The company has stated its intention to appeal against the decision to the Planning Inspectorate. However, the Council has now issued an enforcement notice requiring the bridge and surrounding land to be returned to its previous state within three months of the notice coming into effect on 10 January 2024. Any appeal has to be submitted before this date.
According to National Highways, the bridge was in “very poor condition” and “we do not feel that the [Council’s planning application] decision adequately reflects the safety concerns we have for Congham Road bridge”. However, a 2019 inspection report provided to the Council describes the structure as being in Fair condition, whilst its carriageway-supporting girders were assessed as having a capacity of 40 tonnes. St Andrew’s Lane is narrow and lightly trafficked, with low speeds due to restricted visibility.
The bridge was reconstructed in 1926 using an innovative system of modular concrete products pioneered by engineer William Marriott. National Highways claims there are two better examples elsewhere in Norfolk, but these mostly comprise traditional brickwork or masonry. St Andrew’s Lane bridge was more elaborate and the only survivor built entirely to the Marriott system.
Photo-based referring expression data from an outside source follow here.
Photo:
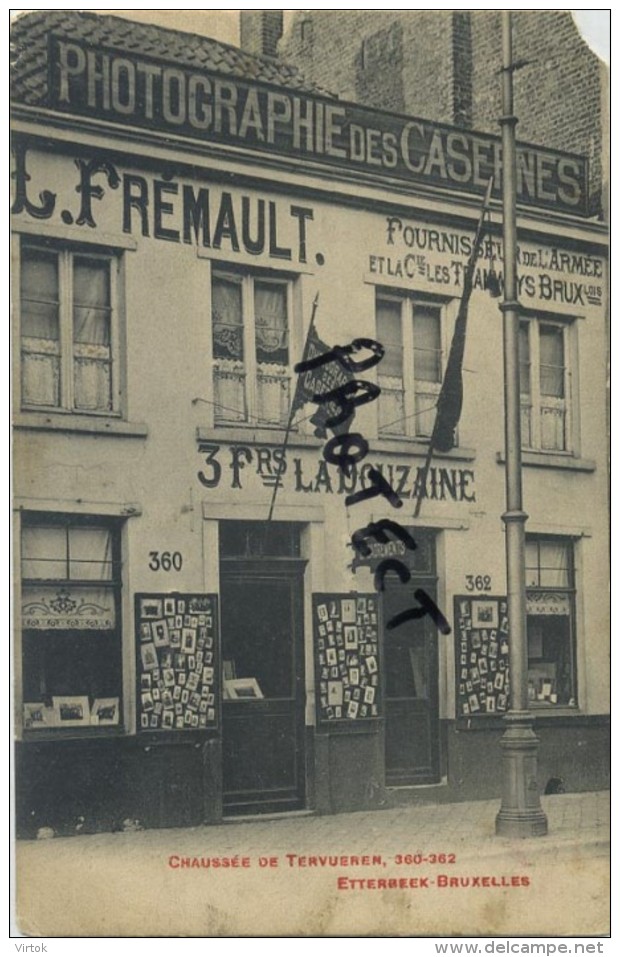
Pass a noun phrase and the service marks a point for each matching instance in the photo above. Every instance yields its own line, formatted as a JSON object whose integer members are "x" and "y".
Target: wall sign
{"x": 252, "y": 466}
{"x": 481, "y": 655}
{"x": 177, "y": 649}
{"x": 139, "y": 91}
{"x": 346, "y": 657}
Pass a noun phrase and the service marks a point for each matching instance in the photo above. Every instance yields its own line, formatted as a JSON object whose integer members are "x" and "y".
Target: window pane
{"x": 427, "y": 344}
{"x": 91, "y": 302}
{"x": 551, "y": 673}
{"x": 226, "y": 319}
{"x": 552, "y": 361}
{"x": 44, "y": 552}
{"x": 524, "y": 358}
{"x": 39, "y": 295}
{"x": 389, "y": 334}
{"x": 40, "y": 329}
{"x": 271, "y": 323}
{"x": 554, "y": 564}
{"x": 90, "y": 554}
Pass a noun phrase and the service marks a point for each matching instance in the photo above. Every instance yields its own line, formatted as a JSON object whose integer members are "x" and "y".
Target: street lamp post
{"x": 521, "y": 814}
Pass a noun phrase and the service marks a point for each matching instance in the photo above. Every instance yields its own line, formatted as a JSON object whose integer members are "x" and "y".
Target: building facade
{"x": 442, "y": 65}
{"x": 197, "y": 635}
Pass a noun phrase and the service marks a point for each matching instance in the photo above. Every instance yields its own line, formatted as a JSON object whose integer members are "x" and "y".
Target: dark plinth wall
{"x": 84, "y": 786}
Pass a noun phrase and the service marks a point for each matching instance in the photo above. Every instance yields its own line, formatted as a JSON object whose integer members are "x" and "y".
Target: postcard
{"x": 311, "y": 477}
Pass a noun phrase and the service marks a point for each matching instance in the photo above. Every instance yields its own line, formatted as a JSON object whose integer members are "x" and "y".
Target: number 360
{"x": 165, "y": 561}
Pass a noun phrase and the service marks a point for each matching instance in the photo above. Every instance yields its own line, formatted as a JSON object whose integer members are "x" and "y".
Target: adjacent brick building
{"x": 442, "y": 65}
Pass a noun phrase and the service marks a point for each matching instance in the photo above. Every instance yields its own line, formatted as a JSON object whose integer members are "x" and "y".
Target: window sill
{"x": 72, "y": 734}
{"x": 90, "y": 424}
{"x": 552, "y": 460}
{"x": 252, "y": 435}
{"x": 419, "y": 447}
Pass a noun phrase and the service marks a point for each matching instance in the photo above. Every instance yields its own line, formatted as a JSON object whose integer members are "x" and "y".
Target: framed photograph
{"x": 37, "y": 715}
{"x": 150, "y": 608}
{"x": 71, "y": 711}
{"x": 105, "y": 711}
{"x": 348, "y": 611}
{"x": 188, "y": 641}
{"x": 169, "y": 607}
{"x": 148, "y": 654}
{"x": 484, "y": 614}
{"x": 159, "y": 630}
{"x": 242, "y": 689}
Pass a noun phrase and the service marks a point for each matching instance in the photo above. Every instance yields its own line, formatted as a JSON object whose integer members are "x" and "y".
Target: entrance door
{"x": 411, "y": 692}
{"x": 263, "y": 714}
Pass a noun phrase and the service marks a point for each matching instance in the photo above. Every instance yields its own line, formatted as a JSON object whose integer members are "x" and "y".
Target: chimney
{"x": 261, "y": 30}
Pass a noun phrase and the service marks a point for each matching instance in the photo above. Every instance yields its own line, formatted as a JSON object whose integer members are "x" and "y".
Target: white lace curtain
{"x": 76, "y": 553}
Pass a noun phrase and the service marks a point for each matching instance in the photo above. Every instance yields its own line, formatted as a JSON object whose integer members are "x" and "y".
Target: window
{"x": 250, "y": 318}
{"x": 550, "y": 622}
{"x": 545, "y": 386}
{"x": 71, "y": 646}
{"x": 68, "y": 333}
{"x": 410, "y": 372}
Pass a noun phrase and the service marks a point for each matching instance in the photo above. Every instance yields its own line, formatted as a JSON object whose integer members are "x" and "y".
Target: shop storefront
{"x": 197, "y": 636}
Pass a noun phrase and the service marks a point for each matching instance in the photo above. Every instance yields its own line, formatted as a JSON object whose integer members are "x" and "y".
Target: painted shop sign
{"x": 167, "y": 209}
{"x": 138, "y": 91}
{"x": 428, "y": 256}
{"x": 249, "y": 466}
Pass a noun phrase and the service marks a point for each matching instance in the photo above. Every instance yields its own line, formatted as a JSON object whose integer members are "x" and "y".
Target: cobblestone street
{"x": 166, "y": 883}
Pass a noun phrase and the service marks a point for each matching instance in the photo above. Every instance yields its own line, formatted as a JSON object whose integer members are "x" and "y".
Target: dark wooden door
{"x": 262, "y": 639}
{"x": 411, "y": 692}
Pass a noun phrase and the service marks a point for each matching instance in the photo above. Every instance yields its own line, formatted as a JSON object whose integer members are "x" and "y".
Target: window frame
{"x": 569, "y": 590}
{"x": 65, "y": 253}
{"x": 408, "y": 302}
{"x": 535, "y": 401}
{"x": 246, "y": 278}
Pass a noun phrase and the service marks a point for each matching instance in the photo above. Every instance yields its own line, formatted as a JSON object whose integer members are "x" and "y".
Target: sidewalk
{"x": 379, "y": 873}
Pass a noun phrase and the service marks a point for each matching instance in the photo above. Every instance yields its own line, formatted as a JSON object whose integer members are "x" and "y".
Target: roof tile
{"x": 30, "y": 66}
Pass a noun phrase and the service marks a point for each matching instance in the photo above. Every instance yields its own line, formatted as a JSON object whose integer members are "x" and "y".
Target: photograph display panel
{"x": 346, "y": 657}
{"x": 177, "y": 647}
{"x": 481, "y": 655}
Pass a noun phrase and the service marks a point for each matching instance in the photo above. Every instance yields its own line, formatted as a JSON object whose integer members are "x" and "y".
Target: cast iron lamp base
{"x": 521, "y": 814}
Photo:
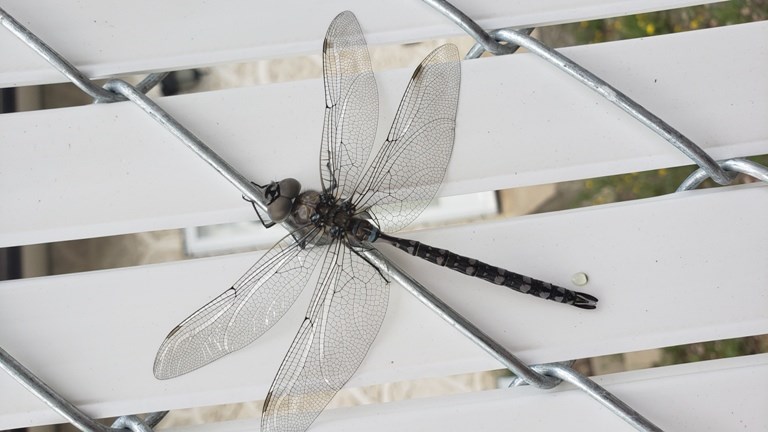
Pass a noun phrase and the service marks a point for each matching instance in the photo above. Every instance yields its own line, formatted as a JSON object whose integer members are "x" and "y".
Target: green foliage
{"x": 671, "y": 21}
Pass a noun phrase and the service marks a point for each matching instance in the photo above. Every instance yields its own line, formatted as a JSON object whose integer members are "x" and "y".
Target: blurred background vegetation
{"x": 653, "y": 183}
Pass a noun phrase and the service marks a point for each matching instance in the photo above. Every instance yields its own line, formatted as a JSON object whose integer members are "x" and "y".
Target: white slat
{"x": 109, "y": 169}
{"x": 668, "y": 270}
{"x": 707, "y": 396}
{"x": 105, "y": 40}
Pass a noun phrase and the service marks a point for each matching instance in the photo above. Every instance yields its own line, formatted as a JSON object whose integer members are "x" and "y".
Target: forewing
{"x": 409, "y": 167}
{"x": 243, "y": 312}
{"x": 351, "y": 106}
{"x": 343, "y": 319}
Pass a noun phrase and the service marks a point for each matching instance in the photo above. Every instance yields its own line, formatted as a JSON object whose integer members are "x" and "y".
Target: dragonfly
{"x": 366, "y": 193}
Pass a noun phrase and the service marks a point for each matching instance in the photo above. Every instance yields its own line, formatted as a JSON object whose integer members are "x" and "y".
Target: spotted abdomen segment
{"x": 492, "y": 274}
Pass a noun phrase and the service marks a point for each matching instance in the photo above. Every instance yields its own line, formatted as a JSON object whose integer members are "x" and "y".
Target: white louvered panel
{"x": 109, "y": 169}
{"x": 669, "y": 270}
{"x": 105, "y": 40}
{"x": 710, "y": 396}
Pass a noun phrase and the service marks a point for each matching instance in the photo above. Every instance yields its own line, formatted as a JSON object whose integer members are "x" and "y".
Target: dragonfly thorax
{"x": 337, "y": 218}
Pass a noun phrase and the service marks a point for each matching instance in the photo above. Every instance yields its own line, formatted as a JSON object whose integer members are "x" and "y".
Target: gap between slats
{"x": 677, "y": 397}
{"x": 107, "y": 41}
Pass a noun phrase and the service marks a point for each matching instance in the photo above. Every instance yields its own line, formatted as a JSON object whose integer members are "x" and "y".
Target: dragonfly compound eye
{"x": 290, "y": 188}
{"x": 279, "y": 209}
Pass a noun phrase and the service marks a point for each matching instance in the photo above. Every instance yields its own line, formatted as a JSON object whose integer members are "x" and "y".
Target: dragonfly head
{"x": 280, "y": 196}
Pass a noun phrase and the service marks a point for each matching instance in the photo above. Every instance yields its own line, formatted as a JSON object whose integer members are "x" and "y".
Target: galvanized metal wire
{"x": 542, "y": 376}
{"x": 515, "y": 38}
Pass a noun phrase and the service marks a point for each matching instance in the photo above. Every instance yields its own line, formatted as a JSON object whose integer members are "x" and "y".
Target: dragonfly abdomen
{"x": 492, "y": 274}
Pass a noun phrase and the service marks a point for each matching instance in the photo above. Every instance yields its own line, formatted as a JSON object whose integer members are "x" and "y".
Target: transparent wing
{"x": 243, "y": 312}
{"x": 409, "y": 167}
{"x": 343, "y": 319}
{"x": 351, "y": 106}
Graeme Bickerdike, a member of The HRE Group of engineers, heritage campaigners and greenway developers, said: “National Highways acted opportunistically at Congham, unlawfully exploiting Class Q rights to undertake permanent works for routine asset management purposes. Although the bridge had a collection of defects, there was no emergency or any prospect of one, as demonstrated by the 17-month delay before the project actually started.
“To convince the Council of its case, the company misrepresented its own engineering evidence and sought to downplay the bridge’s historical significance. No traffic survey was conducted to help in assessing the risks associated with the structure, resulting in actions that were unjustified and disproportionate. They didn’t even seek the Parish Council’s view.
“The bridge was valued by the community and locals want to see it restored; we therefore welcome the issuing of an enforcement notice. Work to remove the infill should start immediately, but we expect NH to fight on.”
Costing £127K, the infilling of Congham bridge was one of 51 such schemes completed by National Highways since it assumed responsibility for the Department for Transport’s Historical Railways Estate in 2013. None has been started since the government paused the company’s controversial programme in July 2021, but six structures are intended for infilling next summer, subject to planning permission being granted.